1. Department of Pharmacology, University of Virginia Health Sciences Center, Charlottesville, Virginia 22908, USA
2. Department of Biochemistry and Molecular Biology, Merck Frosst Canada
3. Department of Pharmacology Sumneytown Pike, PO Box 4, West Point, Pennsylvania 19486, USA
4. Department of Human Genetics, Merck & Co.,Sumneytown Pike, PO Box 4, West Point , Pennsylvania 19486, USA

Correspondence to: Jilly F. Evans⁴ Correspondence and requests for materials should be addressed to J.F.E. (e-mail: Email: jilly_evans@merck.com).DNA and amino-acid sequences have been deposited in the GenBank/EMBL/DDBJ databases under accession number AF119711.

Abstract

The cysteinyl leukotrienes—leukotriene C₄(LTC₄), leukotriene D₄(LTD₄) and leukotriene E₄(LTE ₄)—are important mediators of human bronchial asthma^{1, 2, 3},. Pharmacological studies have determined that cysteinyl leukotrienes activate at least two receptors, designated CysLT₁ and CysLT₂ (refs 4,5,6). The CysLT₁-selective antagonists, such as montelukast (Singulair)^{7, 8, 9, 10}, zafirlukast (Accolate)¹¹ and pranlukast (Onon)¹², are important in the treatment of asthma.

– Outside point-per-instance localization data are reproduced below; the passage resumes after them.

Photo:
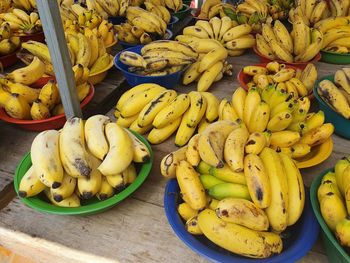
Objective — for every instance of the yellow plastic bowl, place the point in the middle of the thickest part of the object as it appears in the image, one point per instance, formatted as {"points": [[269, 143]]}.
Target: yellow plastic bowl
{"points": [[100, 76], [317, 155], [110, 46]]}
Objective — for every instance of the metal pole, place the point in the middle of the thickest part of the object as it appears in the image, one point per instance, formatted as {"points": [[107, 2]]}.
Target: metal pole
{"points": [[56, 41]]}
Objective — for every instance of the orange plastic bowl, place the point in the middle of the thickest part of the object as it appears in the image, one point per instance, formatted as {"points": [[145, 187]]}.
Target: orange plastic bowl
{"points": [[9, 60], [55, 122], [300, 65], [40, 37], [243, 78]]}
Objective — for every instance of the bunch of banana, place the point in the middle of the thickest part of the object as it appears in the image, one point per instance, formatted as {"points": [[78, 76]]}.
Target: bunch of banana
{"points": [[336, 39], [298, 82], [152, 108], [337, 94], [266, 187], [21, 23], [334, 199], [91, 158], [213, 8], [174, 5], [27, 5], [8, 42], [159, 58], [302, 45], [20, 101], [312, 11], [235, 38]]}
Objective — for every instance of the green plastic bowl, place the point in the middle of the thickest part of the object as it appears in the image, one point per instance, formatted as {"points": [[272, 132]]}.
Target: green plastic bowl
{"points": [[335, 58], [334, 250], [88, 207], [341, 124], [185, 11]]}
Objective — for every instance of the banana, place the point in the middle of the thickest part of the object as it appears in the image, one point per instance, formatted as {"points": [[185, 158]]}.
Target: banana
{"points": [[120, 152], [296, 191], [212, 140], [91, 185], [259, 118], [30, 184], [318, 135], [136, 103], [211, 113], [332, 209], [106, 190], [277, 211], [171, 161], [263, 47], [234, 148], [184, 132], [196, 111], [209, 75], [170, 45], [39, 111], [250, 215], [65, 190], [95, 136], [238, 101], [29, 74], [252, 100], [231, 237], [172, 112], [190, 185], [49, 170], [257, 180], [132, 59], [17, 107], [186, 212]]}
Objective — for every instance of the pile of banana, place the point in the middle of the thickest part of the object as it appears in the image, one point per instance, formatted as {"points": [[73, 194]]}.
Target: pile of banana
{"points": [[235, 38], [8, 42], [91, 158], [302, 45], [212, 8], [143, 26], [150, 107], [313, 11], [159, 58], [21, 23], [336, 34], [334, 200], [266, 187], [20, 101], [27, 5], [337, 94], [85, 49], [296, 82]]}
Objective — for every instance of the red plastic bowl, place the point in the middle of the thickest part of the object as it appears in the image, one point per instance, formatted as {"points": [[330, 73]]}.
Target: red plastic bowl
{"points": [[40, 37], [243, 78], [55, 122], [9, 60], [300, 65]]}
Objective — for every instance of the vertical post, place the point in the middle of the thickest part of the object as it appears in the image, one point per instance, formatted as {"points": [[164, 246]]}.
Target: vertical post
{"points": [[56, 41]]}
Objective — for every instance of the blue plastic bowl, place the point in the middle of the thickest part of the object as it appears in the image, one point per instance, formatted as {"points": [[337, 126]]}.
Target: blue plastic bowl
{"points": [[117, 20], [125, 45], [341, 124], [173, 21], [168, 81], [297, 239]]}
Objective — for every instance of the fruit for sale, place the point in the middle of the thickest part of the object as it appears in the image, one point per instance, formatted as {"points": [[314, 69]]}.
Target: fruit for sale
{"points": [[21, 23], [306, 44], [242, 212], [238, 239]]}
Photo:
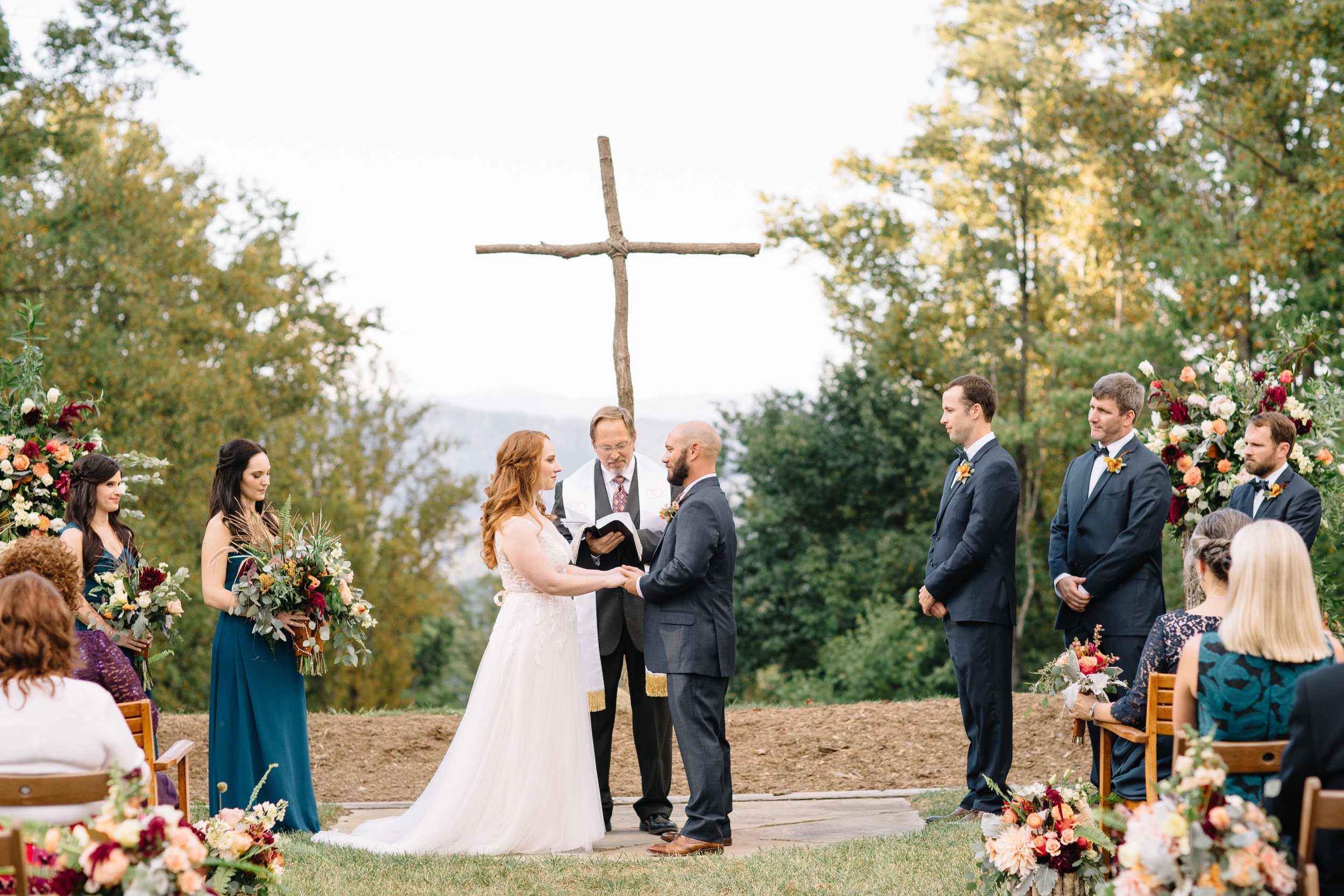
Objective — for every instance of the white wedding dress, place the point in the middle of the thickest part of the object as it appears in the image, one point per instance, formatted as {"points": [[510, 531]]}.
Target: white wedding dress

Previous biochemical characterization of CysLT₁ antagonists and the CysLT₁ receptor has been in membrane preparations from tissues enriched for this receptor¹³. Here we report the molecular and pharmacological characterization of the cloned human CysLT₁ receptor. We describe the functional activation (calcium mobilization) of this receptor by LTD₄ and LTC₄, and competition for radiolabelled LTD₄ binding to this receptor by the cysteinyl leukotrienes and three structurally distinct classes of CysLT₁-receptor antagonists. We detected CysLT₁-receptor messenger RNA in spleen, peripheral blood leukocytes and lung. In normal human lung, expression of the CysLT ₁-receptor mRNA was confined to smooth muscle cells and tissue macrophages. Finally, we mapped the human CysLT₁-receptor gene to the X chromosome.